In a “Family Guy” episode from 2005 Peter lists 29 shows that had been canceled by Fox after short runs (“North by North”). Check out the video clip. It’s impressive how many shows a network runs through. In their attempt to catch lightening in a bottle, they break lots of bottles. Too bad seminaries don’t realize the foolhardiness of this endeavor.
I came to the seminary just as the charismatic movement was about purged from the bowels of the church. I went out into the ministry with the spiritual gifts movement in full swing; then there was friendship evangelism, small group organizing, the contemporary worship which gave way to praise bands which gave way to the church submerging into the bowels of postmodern thinking.
The St. Louis seminary pretty much goes with the ebb and flow of these winds of doctrines modifying them where they are most egregiously offensive to confessional Lutheranism, but never, ever breaking with what moves and shakes in the society around us. Fort Wayne usually does better. However, with this last curriculum change they have embraced exegesis over systematics, discovering Biblical truths anew rather than confessing them from of old.
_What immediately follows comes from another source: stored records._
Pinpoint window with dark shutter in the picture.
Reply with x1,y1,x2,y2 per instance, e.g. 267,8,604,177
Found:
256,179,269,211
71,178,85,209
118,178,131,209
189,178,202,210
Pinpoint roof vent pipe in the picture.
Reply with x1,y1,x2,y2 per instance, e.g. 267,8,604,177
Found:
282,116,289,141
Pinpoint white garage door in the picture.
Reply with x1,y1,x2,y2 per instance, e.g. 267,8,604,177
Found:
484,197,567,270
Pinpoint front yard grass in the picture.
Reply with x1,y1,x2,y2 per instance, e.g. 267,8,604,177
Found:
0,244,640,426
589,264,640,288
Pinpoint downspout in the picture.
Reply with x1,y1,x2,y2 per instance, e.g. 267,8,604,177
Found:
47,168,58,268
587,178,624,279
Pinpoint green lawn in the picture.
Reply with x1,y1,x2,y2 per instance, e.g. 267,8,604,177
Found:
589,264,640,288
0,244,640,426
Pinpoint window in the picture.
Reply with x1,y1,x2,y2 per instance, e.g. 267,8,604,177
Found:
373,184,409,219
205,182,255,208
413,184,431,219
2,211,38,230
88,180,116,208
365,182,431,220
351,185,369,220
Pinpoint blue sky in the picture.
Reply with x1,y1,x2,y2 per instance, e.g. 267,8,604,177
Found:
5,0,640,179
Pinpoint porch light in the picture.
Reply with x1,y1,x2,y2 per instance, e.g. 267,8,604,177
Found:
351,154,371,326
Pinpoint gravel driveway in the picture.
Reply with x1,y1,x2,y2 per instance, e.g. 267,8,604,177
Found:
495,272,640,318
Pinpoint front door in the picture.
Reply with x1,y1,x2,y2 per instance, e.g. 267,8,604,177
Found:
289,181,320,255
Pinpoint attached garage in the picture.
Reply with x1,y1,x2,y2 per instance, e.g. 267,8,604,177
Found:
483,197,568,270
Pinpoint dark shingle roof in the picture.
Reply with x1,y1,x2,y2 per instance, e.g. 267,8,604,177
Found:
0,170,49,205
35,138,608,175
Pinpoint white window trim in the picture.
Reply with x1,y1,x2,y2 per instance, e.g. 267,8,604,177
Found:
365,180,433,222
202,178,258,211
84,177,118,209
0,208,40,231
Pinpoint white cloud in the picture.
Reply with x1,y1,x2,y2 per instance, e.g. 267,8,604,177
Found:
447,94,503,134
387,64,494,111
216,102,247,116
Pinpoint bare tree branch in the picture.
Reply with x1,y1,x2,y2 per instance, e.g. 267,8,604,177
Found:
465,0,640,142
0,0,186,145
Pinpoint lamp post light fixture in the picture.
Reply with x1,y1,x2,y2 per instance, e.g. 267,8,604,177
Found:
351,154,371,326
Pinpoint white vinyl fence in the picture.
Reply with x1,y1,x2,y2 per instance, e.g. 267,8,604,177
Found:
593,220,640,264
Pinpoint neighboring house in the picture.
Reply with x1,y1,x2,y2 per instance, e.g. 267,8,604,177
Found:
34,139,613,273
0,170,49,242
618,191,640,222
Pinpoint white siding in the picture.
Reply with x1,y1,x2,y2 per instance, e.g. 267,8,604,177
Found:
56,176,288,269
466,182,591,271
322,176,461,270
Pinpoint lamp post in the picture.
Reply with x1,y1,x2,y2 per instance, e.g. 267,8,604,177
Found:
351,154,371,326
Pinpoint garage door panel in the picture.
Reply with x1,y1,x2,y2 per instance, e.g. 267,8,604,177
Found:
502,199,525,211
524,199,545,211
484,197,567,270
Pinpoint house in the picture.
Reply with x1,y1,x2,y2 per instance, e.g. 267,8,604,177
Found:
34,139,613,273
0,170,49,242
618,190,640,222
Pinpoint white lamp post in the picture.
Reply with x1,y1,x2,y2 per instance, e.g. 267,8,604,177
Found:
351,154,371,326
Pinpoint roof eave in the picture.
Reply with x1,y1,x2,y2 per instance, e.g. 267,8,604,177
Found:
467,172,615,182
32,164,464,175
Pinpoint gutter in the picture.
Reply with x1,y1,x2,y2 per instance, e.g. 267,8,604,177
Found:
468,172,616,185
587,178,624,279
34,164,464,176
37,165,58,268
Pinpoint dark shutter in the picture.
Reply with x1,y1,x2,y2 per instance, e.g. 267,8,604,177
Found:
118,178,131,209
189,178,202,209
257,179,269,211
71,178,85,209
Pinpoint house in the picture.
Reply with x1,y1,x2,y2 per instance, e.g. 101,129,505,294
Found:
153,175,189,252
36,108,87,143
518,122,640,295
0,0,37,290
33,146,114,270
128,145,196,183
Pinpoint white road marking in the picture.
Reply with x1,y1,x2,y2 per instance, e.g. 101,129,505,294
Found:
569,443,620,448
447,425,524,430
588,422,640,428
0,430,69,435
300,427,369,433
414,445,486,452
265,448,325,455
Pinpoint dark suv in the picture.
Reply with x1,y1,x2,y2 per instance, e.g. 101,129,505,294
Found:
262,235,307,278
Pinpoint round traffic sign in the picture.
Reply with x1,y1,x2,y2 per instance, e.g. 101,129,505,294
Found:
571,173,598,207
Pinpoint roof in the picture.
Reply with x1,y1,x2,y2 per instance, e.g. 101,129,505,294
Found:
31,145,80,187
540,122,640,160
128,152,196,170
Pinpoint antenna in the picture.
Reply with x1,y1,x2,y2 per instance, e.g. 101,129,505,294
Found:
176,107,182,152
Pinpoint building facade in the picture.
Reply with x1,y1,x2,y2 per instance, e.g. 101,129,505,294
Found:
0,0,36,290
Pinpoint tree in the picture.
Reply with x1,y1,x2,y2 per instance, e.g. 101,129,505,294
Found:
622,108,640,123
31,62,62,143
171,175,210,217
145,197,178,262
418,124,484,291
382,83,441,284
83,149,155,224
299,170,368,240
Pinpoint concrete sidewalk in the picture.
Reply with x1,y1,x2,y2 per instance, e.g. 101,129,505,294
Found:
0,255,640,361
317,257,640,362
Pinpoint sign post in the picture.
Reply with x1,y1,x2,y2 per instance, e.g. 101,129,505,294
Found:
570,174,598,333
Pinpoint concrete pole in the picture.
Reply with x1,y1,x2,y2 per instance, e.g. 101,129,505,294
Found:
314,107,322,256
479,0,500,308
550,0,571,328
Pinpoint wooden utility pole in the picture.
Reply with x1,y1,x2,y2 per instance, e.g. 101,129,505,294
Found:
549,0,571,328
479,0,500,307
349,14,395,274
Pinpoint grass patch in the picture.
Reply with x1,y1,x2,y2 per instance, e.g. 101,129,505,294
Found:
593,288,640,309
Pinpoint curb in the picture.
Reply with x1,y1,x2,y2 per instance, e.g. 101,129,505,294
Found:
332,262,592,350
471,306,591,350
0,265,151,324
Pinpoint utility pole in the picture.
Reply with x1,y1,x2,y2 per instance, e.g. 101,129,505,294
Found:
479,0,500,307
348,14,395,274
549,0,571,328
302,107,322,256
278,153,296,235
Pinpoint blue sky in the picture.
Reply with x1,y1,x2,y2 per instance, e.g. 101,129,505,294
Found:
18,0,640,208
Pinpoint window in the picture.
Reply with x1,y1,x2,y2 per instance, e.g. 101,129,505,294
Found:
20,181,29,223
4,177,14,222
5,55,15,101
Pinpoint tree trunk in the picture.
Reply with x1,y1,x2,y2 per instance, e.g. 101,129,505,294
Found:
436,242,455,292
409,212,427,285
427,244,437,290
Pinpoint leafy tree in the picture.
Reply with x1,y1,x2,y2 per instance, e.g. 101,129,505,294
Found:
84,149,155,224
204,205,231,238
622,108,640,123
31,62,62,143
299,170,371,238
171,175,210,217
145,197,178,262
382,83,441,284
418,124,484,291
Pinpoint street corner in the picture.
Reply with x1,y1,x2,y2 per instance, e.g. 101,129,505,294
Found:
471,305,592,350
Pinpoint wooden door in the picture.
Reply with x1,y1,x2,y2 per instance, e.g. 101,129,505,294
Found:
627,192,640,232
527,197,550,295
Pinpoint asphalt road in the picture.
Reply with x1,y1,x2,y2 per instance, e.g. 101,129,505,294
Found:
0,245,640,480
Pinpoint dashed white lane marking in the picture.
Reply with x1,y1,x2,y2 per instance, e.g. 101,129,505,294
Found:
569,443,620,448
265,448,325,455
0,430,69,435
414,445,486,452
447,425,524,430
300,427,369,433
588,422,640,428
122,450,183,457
Frankly, you’re crazy if you think you’re going to be able to do better with the doctrine of the Trinity than the Cappadocian fathers or with the Two Natures in Christ than Chemnitz. If you try by original exegesis to arrive where they did, I can virtually assure you that you will end up in heresy.
In summer 2017 For the Life of the World on pages 4-6 there is an article entitled “The Importance of Excellence in Spiritual Formation” by the Rev. Peter K. Lange. (This is totally an aside but what all the publications from synod, seminaries, service organizations, and schools have in common is that they are long on form and very, very short in content. “Welcome back to the age of jive” which too was all about outward appearances.)
Too bad Lange and/or the editors of For the Life of the World didn’t read the 2011 CPH published book The Church from Age to Age. This is what it said in regard to the early 18th century founding of a pietistic seminary. “Pietist education led to profound changes. No longer was education to be book centered. A school was regarded not only as a place where information was transmitted but also an institution to transform character” (598).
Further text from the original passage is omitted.